Egress Always Returns — observation extraction never blocks indefinitely, even during tick failures or shutdown. Responses may indicate staleness or degraded coverage via metadata, but always return data.
Tick-Expressible Time — all engine-internal time references that affect state transitions are expressed in tick counts, never wall clocks. This prevents replay divergence.
Asymmetric Mode Dampening — staleness and overload are handled differently in each runtime mode, because Lockstep and RealtimeAsync have fundamentally different dynamics.

Crate Structure

murk/
├── murk              Top-level facade (add this one dependency)
├── murk-core          Leaf crate: IDs, field defs, commands, core traits
├── murk-arena         Arena-based generational allocation
├── murk-space         Spatial backends and region planning
├── murk-propagator    Propagator trait, pipeline validation, StepContext
├── murk-propagators   Reference propagators (diffusion, movement, reward)
├── murk-obs           Observation spec, compilation, tensor extraction
├── murk-engine        Simulation engine: LockstepWorld, RealtimeAsyncWorld
├── murk-replay        Deterministic replay recording and verification
├── murk-ffi           C ABI bindings with handle tables
├── murk-python        Python/PyO3 bindings with Gymnasium adapters
├── murk-bench         Benchmark profiles and utilities
└── murk-test-utils    Shared test fixtures

Dependency flow (arrows point from dependee to dependent):

murk-core ──┬── murk-arena ──┬── murk-engine ──┬── murk-ffi
            ├── murk-space ──┤                 └── murk-python
            ├── murk-propagator ─┤
            └── murk-obs ────────┘
                murk-replay ─────┘

Safety boundary: only murk-arena and murk-ffi are permitted unsafe code. Every other crate uses #![forbid(unsafe_code)].

Three-Interface Model

All interaction with a Murk world flows through three interfaces:

[Producers]                           [Consumers]
    |                                      ^
    v                                      |
 Ingress ──(bounded queue)──> TickEngine ──(publish)──> Egress
                                  \                      |
                                   └──(ring buffer)──────┘

Ingress accepts commands (intents to change world state). It implements backpressure via a bounded queue, TTL-based expiry, and deterministic drop policies.
TickEngine is the sole authoritative mutator. It drains the ingress queue, executes the propagator pipeline, and publishes an immutable snapshot at each tick boundary.
Egress reads published snapshots to produce observations. It never mutates world state. In RealtimeAsync mode, egress workers run on a thread pool for concurrent observation extraction.

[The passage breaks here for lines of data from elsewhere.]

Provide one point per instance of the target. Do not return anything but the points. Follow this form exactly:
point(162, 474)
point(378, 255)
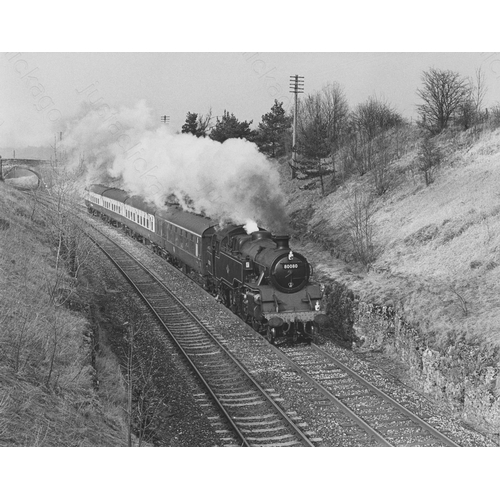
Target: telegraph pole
point(296, 87)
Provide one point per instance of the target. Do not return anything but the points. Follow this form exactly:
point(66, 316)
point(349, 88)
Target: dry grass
point(46, 378)
point(438, 247)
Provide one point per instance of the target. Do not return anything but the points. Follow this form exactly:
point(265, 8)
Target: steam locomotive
point(258, 276)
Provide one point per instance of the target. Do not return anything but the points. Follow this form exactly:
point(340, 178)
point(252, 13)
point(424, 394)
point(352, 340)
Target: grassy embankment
point(437, 247)
point(47, 381)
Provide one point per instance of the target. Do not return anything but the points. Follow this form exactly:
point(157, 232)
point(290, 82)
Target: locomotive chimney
point(282, 241)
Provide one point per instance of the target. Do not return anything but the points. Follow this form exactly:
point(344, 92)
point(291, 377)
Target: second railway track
point(256, 418)
point(367, 415)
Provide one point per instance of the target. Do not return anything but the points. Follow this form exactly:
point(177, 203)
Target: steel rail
point(415, 418)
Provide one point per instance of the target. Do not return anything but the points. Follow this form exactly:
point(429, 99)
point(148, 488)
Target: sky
point(41, 90)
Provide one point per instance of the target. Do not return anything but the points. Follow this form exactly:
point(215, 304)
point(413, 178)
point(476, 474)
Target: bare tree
point(370, 119)
point(443, 93)
point(428, 158)
point(322, 120)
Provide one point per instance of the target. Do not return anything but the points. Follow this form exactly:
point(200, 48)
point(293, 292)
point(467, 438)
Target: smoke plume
point(228, 182)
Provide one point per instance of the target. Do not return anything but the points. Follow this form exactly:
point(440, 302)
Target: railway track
point(371, 416)
point(255, 417)
point(368, 415)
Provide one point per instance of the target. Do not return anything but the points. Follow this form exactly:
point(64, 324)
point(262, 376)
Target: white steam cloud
point(231, 181)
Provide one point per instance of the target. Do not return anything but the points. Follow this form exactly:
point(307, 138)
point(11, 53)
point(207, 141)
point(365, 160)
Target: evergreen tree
point(191, 124)
point(229, 127)
point(272, 130)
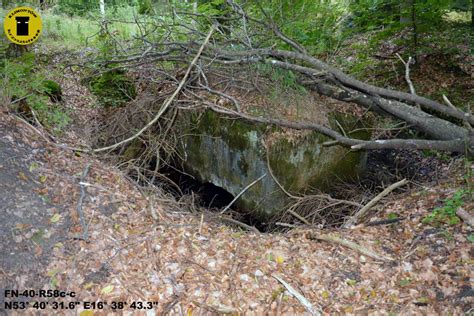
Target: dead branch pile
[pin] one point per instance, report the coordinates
(244, 40)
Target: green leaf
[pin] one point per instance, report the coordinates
(470, 238)
(55, 218)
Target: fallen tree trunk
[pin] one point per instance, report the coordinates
(447, 128)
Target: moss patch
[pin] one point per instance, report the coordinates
(53, 90)
(113, 88)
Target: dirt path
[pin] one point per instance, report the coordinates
(184, 264)
(27, 234)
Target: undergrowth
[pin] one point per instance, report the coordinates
(27, 87)
(446, 214)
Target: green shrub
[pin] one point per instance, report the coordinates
(24, 80)
(53, 90)
(113, 88)
(447, 213)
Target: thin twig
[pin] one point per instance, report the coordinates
(465, 216)
(363, 211)
(407, 72)
(351, 245)
(238, 223)
(85, 228)
(307, 305)
(168, 101)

This separation enforces the key invariant: only TickEngine holds &mut WorldState. Everything else operates on immutable snapshots.

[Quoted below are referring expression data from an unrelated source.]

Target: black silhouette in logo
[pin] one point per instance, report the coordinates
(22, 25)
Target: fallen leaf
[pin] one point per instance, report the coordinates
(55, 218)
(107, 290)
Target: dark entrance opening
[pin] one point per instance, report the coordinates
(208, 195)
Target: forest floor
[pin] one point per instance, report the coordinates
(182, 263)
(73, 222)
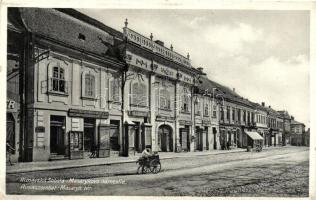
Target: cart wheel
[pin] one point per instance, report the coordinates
(155, 166)
(146, 169)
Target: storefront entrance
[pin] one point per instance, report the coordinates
(57, 135)
(10, 133)
(199, 139)
(214, 139)
(184, 138)
(165, 140)
(114, 136)
(89, 135)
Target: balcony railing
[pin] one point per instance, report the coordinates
(156, 48)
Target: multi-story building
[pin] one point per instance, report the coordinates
(286, 127)
(297, 132)
(78, 88)
(273, 136)
(261, 121)
(15, 51)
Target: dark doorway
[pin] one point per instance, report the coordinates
(10, 133)
(199, 135)
(89, 134)
(184, 138)
(114, 135)
(138, 137)
(165, 142)
(57, 135)
(214, 134)
(206, 138)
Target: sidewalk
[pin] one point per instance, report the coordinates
(63, 164)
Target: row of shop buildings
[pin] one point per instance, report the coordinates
(76, 86)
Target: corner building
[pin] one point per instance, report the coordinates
(158, 96)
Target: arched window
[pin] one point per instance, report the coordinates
(89, 85)
(164, 99)
(58, 79)
(139, 94)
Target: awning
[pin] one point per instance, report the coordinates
(254, 135)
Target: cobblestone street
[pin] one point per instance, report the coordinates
(273, 172)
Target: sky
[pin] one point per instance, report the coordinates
(264, 55)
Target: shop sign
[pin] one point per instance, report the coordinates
(138, 113)
(88, 114)
(166, 71)
(138, 61)
(185, 122)
(165, 118)
(11, 105)
(207, 122)
(39, 129)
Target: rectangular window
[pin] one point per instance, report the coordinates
(228, 113)
(116, 90)
(89, 85)
(214, 111)
(206, 112)
(233, 114)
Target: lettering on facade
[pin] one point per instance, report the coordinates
(166, 71)
(185, 122)
(88, 113)
(128, 57)
(10, 104)
(141, 62)
(138, 113)
(186, 79)
(40, 129)
(155, 67)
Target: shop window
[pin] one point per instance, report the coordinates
(214, 111)
(57, 81)
(164, 99)
(139, 94)
(206, 109)
(222, 113)
(89, 85)
(115, 85)
(185, 103)
(228, 113)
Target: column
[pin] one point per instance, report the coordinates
(177, 112)
(152, 106)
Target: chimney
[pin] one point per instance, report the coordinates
(161, 43)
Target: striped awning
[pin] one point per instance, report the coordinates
(254, 135)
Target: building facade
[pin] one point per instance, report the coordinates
(93, 91)
(297, 133)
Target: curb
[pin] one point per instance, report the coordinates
(112, 162)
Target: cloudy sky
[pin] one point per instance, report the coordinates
(264, 55)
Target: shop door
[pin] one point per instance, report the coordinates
(57, 135)
(114, 135)
(199, 133)
(214, 135)
(165, 138)
(10, 133)
(138, 138)
(89, 135)
(184, 139)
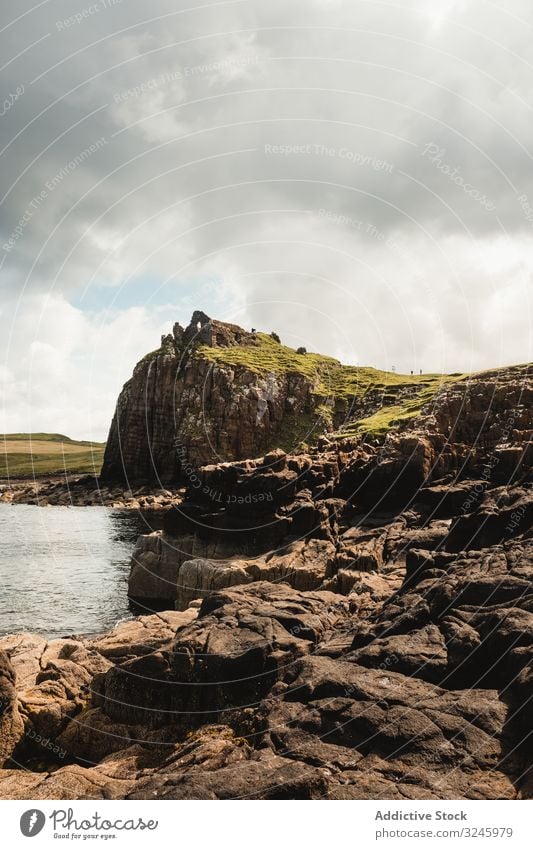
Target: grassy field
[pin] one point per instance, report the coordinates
(28, 455)
(337, 386)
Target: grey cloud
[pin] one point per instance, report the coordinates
(410, 130)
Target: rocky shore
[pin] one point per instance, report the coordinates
(352, 622)
(87, 491)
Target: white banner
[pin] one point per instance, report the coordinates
(241, 825)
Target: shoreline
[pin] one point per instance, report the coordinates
(86, 491)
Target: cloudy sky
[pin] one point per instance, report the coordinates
(356, 175)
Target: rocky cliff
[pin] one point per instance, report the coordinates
(354, 622)
(214, 392)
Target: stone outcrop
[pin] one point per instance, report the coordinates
(353, 622)
(323, 521)
(181, 408)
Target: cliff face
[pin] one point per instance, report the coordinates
(181, 407)
(361, 627)
(215, 392)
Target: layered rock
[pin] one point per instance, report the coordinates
(182, 408)
(356, 623)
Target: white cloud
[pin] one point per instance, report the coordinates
(66, 368)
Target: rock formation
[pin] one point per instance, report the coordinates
(214, 392)
(355, 622)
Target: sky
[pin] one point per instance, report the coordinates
(354, 174)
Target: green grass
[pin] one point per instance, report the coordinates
(336, 388)
(25, 455)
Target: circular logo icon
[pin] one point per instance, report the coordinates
(32, 823)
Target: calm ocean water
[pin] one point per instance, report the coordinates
(64, 570)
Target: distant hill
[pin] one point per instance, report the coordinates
(28, 455)
(214, 391)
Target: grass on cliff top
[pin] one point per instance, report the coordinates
(338, 383)
(25, 455)
(331, 377)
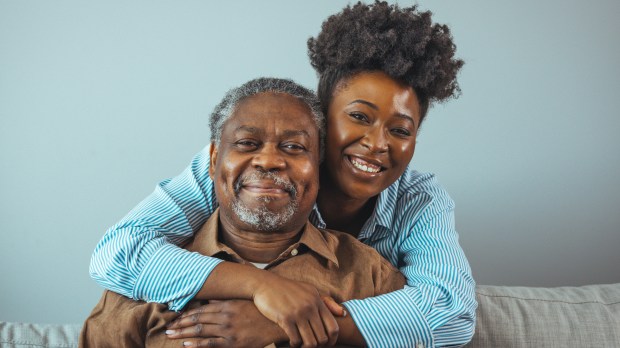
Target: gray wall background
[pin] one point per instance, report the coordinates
(101, 100)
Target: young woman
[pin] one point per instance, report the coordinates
(380, 68)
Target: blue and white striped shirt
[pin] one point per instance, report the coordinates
(412, 226)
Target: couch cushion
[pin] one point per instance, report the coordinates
(18, 335)
(587, 316)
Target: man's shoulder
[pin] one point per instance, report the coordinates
(350, 251)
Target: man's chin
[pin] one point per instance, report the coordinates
(261, 217)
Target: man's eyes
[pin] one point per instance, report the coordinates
(246, 144)
(293, 147)
(250, 145)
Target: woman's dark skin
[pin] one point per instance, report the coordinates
(371, 135)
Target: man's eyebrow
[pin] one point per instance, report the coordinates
(248, 129)
(291, 133)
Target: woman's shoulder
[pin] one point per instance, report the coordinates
(419, 190)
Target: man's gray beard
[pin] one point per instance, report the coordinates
(261, 218)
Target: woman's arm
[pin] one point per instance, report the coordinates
(437, 308)
(133, 257)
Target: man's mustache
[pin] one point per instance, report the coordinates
(284, 184)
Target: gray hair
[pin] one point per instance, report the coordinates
(224, 110)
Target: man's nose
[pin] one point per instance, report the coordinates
(269, 158)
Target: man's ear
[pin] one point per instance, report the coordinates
(212, 160)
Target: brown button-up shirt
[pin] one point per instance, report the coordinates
(336, 263)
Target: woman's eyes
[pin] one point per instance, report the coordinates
(359, 116)
(402, 132)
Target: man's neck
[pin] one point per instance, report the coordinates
(256, 246)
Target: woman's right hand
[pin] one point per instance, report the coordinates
(298, 308)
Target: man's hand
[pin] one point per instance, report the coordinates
(298, 309)
(231, 323)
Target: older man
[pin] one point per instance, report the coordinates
(265, 153)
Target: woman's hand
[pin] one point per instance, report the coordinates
(298, 309)
(231, 323)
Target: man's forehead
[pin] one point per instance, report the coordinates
(287, 132)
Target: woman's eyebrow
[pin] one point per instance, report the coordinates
(375, 107)
(405, 116)
(361, 101)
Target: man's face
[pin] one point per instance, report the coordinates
(265, 168)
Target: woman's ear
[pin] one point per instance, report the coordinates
(212, 160)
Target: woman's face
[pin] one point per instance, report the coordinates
(372, 122)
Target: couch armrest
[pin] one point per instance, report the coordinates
(587, 316)
(20, 335)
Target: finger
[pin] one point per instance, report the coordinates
(334, 307)
(318, 328)
(214, 342)
(191, 322)
(208, 308)
(331, 325)
(193, 316)
(290, 329)
(307, 334)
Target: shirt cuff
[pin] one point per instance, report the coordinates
(391, 320)
(173, 276)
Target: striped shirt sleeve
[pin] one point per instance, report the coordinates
(437, 308)
(139, 257)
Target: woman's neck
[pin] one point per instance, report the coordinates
(341, 212)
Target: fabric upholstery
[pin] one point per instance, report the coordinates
(19, 335)
(586, 316)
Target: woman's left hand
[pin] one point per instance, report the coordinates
(231, 323)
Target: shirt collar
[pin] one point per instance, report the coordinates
(382, 215)
(206, 242)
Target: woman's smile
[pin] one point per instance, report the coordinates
(372, 124)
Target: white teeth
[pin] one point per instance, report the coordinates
(363, 167)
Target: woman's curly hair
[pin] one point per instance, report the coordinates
(401, 42)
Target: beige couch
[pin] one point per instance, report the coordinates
(587, 316)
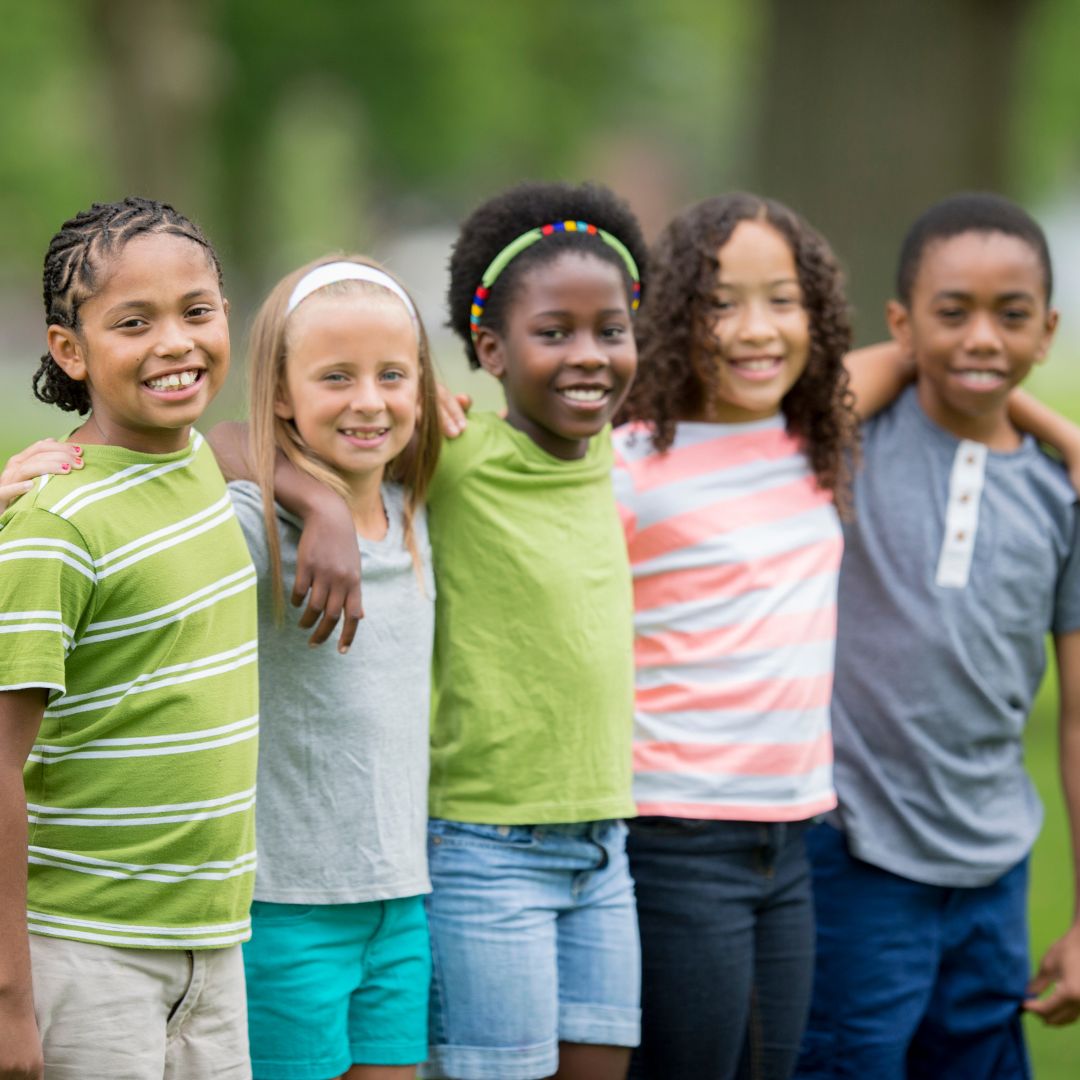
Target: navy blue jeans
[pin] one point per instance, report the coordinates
(727, 947)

Arena-Based Generational Allocation

This is Murk’s most load-bearing design decision. It replaces traditional copy-on-write with a generational arena scheme:

Each field is stored as a contiguous [f32] allocation in a generational arena.
At tick start, propagators write to fresh allocations in the new generation — no copies required.
Unmodified fields share their allocation across generations (zero-cost structural sharing).
Snapshot publication swaps a ~1KB descriptor of field handles. Cost: <2us.
Old generations remain readable until all snapshot references are released.

Property	Traditional CoW	Arena-Generational
Copy cost	Fault-driven, unpredictable	Zero (allocate fresh)
Snapshot publish	Clone or fork	Descriptor swap, <2us
Rollback	Undo log or checkpoint	Free (abandon generation)
Memory predictability	Fault-driven	Bump allocation

Rust type-level enforcement

ReadArena (published snapshots): Send + Sync, safe for concurrent reads.
WriteArena (staging, exclusive to TickEngine): &mut access, no aliasing possible.
Snapshot descriptors contain FieldHandle values (generation-scoped integers), not raw pointers. ReadArena::resolve(handle) provides &[f32] access.
Field access requires &FieldArena — the borrow checker enforces arena liveness.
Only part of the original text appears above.